Unemployment and Labor Participation: Signs of Weakness
Despite consistent job creation, the unemployment rate edged up to 4.1% from 4.0% as fewer Americans participated in the labor force. The labor force participation rate slipped to 62.4%, marking its lowest level since early 2023. This decline suggests that while job growth continues, underlying weaknesses persist, raising concerns about long-term labor market health.
Workweek at Cycle Low and Underemployment on the Rise
One of the most telling signs of labor market softness is the stagnation in average workweek hours. In February, the average workweek remained at 34.1 hours, matching January’s cycle low. Over the past three months, aggregate hours worked have declined, further indicating a potential slowdown in GDP growth.
Additionally, involuntary part-time employment saw a sharp increase of 460,000, pushing the U-6 underemployment rate to a cycle high of 8.0%. This increase in underemployment signals that more workers are struggling to find full-time positions, adding to labor market slack.

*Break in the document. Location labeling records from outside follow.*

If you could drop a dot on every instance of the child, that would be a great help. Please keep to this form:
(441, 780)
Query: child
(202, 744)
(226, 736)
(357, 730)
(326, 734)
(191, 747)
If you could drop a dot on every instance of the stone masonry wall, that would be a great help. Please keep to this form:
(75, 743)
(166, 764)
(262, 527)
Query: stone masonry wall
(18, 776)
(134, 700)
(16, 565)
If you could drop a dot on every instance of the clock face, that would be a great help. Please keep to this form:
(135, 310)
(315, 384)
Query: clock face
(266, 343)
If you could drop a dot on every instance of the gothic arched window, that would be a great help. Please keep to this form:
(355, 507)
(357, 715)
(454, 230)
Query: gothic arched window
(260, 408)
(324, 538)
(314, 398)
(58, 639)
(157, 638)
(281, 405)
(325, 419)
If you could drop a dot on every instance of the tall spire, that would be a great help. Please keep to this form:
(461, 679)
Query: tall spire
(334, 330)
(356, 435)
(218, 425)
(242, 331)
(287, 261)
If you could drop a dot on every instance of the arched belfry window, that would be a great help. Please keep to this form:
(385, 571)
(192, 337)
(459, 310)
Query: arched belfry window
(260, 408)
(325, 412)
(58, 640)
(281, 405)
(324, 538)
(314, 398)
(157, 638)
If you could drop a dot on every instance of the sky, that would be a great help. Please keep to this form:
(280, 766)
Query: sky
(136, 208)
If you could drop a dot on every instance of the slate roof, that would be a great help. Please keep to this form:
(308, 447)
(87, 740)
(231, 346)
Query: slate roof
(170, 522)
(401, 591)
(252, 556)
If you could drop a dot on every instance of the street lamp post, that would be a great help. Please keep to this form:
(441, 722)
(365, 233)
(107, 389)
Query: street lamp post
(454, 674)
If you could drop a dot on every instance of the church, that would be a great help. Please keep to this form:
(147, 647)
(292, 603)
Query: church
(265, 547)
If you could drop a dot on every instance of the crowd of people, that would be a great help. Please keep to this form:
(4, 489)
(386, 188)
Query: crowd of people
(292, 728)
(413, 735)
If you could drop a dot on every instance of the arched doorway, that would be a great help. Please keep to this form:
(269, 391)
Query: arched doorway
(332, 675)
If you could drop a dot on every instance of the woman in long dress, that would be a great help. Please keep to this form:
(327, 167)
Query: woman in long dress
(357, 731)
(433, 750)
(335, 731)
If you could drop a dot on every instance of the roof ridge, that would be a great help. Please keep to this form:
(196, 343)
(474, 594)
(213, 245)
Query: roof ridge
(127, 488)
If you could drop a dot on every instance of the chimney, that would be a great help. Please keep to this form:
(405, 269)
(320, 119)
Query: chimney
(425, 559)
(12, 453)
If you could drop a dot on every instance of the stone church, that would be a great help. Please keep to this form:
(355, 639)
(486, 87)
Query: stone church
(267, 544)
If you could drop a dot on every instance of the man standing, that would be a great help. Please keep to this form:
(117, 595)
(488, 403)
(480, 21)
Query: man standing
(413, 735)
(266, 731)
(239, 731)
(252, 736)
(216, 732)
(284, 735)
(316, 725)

Wages Hold Steady, but Momentum Slows
Average hourly earnings rose by 0.3% in February, maintaining a year-over-year increase of 4.0%. However, revisions to previous months’ data indicate a slight deceleration in wage growth. While wage stability is reassuring, the loss of momentum suggests that overall demand for labor may be softening.

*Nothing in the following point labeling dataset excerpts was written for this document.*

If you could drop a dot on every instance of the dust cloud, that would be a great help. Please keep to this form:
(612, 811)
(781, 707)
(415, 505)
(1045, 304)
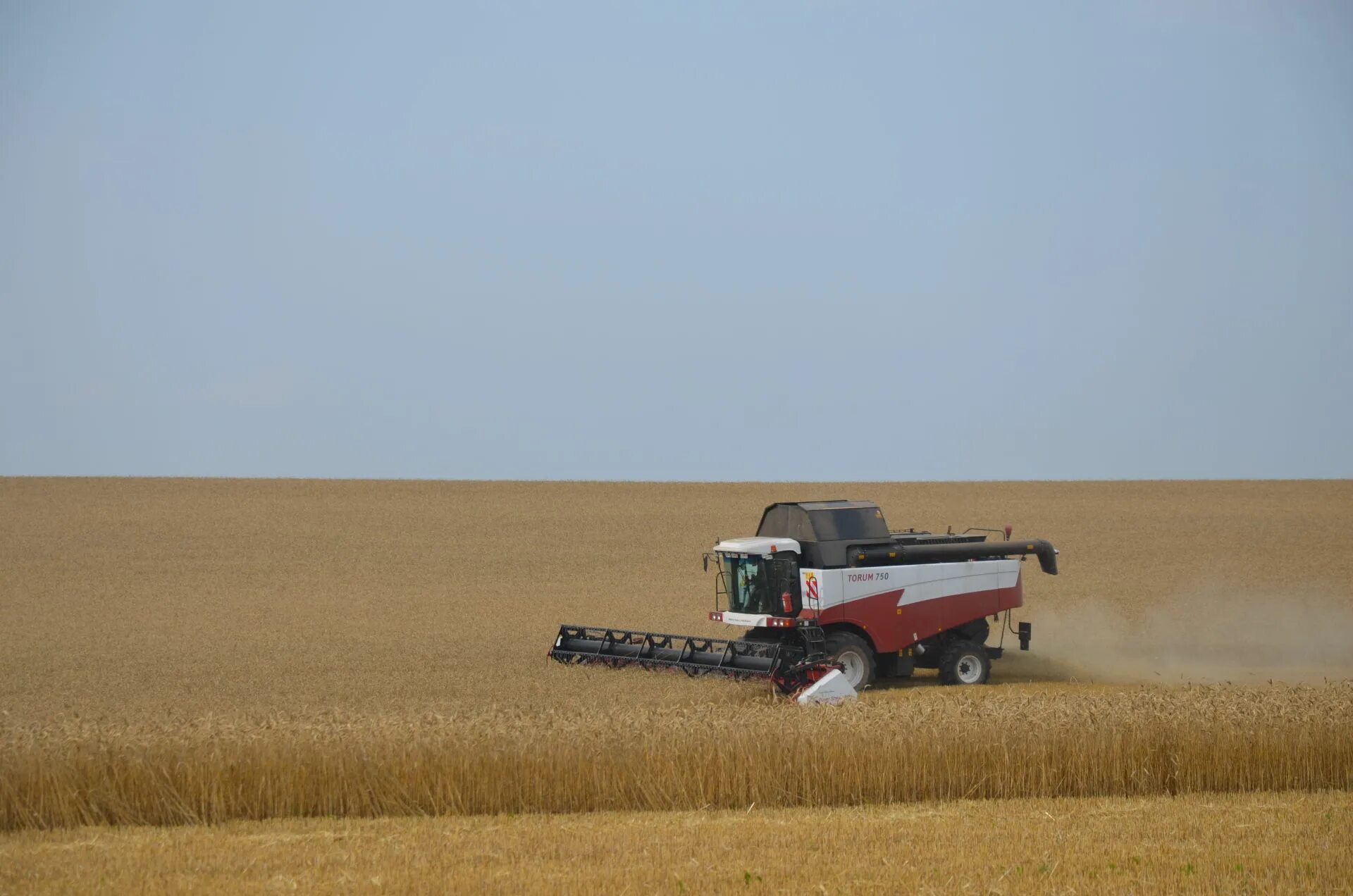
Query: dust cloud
(1213, 637)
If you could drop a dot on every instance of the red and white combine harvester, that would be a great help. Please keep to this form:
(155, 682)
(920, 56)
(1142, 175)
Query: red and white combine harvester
(824, 587)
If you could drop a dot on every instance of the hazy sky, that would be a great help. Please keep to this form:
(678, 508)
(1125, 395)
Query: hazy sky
(676, 241)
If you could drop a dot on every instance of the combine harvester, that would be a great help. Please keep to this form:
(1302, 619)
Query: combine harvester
(834, 600)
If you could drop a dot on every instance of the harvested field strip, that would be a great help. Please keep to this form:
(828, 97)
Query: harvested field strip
(937, 745)
(1201, 844)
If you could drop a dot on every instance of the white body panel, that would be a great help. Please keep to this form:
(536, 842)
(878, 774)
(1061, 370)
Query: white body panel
(829, 688)
(918, 583)
(746, 619)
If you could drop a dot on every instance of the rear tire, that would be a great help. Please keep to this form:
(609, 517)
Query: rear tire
(855, 657)
(965, 664)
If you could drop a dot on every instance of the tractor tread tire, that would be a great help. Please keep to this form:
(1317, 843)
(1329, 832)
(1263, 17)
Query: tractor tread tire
(954, 655)
(838, 642)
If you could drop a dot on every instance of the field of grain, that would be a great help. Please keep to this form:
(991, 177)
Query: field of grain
(182, 652)
(1201, 844)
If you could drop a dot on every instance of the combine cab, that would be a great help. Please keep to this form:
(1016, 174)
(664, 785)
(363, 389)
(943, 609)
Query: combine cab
(824, 585)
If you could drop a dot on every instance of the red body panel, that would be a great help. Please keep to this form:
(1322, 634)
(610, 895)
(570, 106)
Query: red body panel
(892, 627)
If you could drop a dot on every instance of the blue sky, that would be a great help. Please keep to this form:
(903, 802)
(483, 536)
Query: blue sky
(676, 241)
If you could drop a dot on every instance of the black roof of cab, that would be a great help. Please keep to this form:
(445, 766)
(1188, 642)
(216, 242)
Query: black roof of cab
(824, 523)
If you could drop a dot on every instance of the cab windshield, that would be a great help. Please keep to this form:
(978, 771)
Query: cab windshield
(757, 585)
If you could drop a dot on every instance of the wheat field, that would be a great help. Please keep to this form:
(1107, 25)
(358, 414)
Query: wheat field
(179, 652)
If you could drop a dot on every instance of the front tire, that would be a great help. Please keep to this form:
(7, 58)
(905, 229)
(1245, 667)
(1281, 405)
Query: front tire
(855, 657)
(965, 664)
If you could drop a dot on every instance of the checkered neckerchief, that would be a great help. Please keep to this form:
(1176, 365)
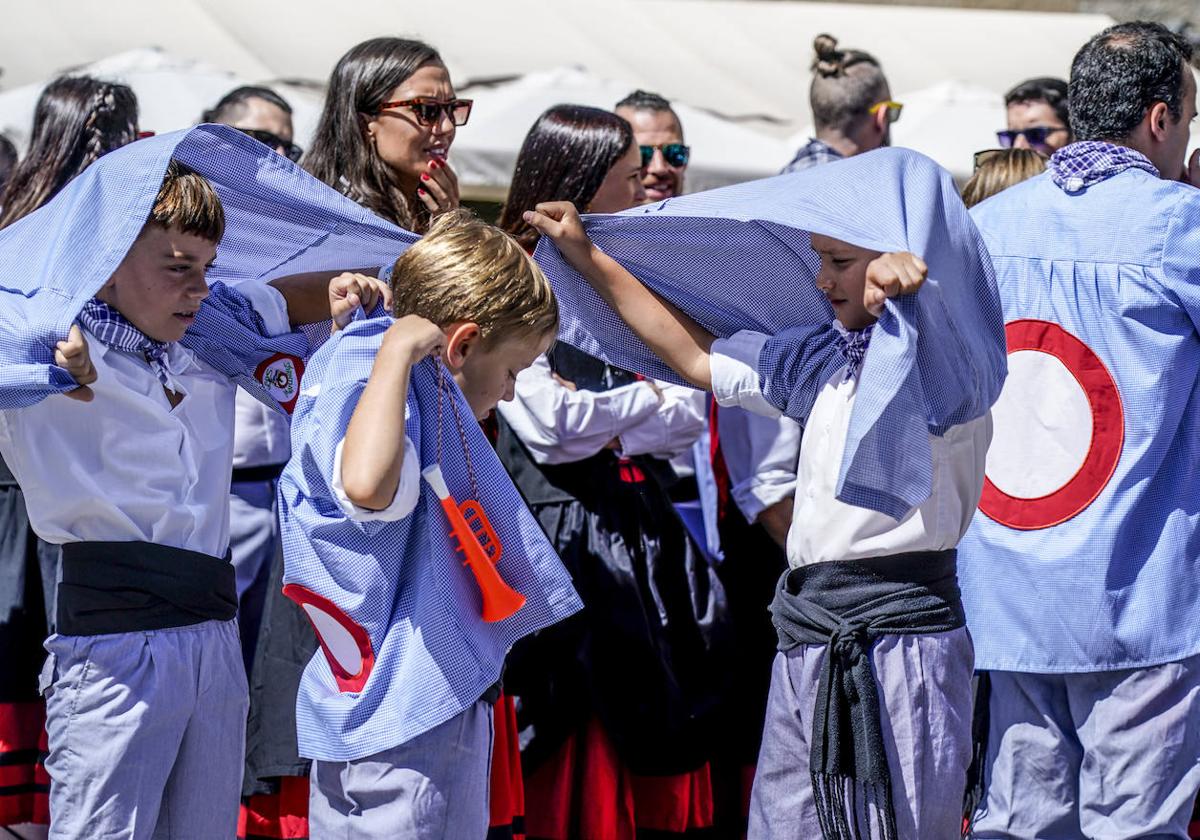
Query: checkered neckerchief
(1079, 166)
(853, 348)
(114, 330)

Sector Performance: Goods vs. Services
While overall private-sector hiring remained steady, different sectors saw varied performance. Goods-producing industries experienced strong job gains (+34,000), driven by recoveries in mining, logging, construction, and potential tariff-related manufacturing hires.
In contrast, the service sector disappointed. Retail employment declined by 6,000 jobs, while the restaurant industry shed 28,000 positions. Weather disruptions and a significant strike at Kroger likely contributed to these losses.
Government Hiring Slows
Government job growth also decelerated sharply, adding just 11,000 jobs in February compared to the recent monthly average of 35,000. Federal hiring was notably restrained due to a hiring freeze and upcoming layoffs, which have yet to be fully reflected in employment data.
What This Means for the Economy and the Federal Reserve
While job growth remains positive, the combination of rising unemployment, declining labor participation, shorter workweeks, and rising underemployment points to potential economic vulnerabilities.
For the Federal Reserve, this report is likely to reinforce a cautious approach, supporting expectations that policymakers will maintain a dovish stance at the upcoming March and May meetings. With signs of labor market cooling, the Fed may opt to keep interest rates steady to avoid exacerbating economic slowdowns.
As we move forward, the key question remains: Will these emerging soft spots turn into a broader slowdown, or is this just a temporary blip in an otherwise strong labor market? The coming months will provide crucial insights into the true state of the U.S. economy.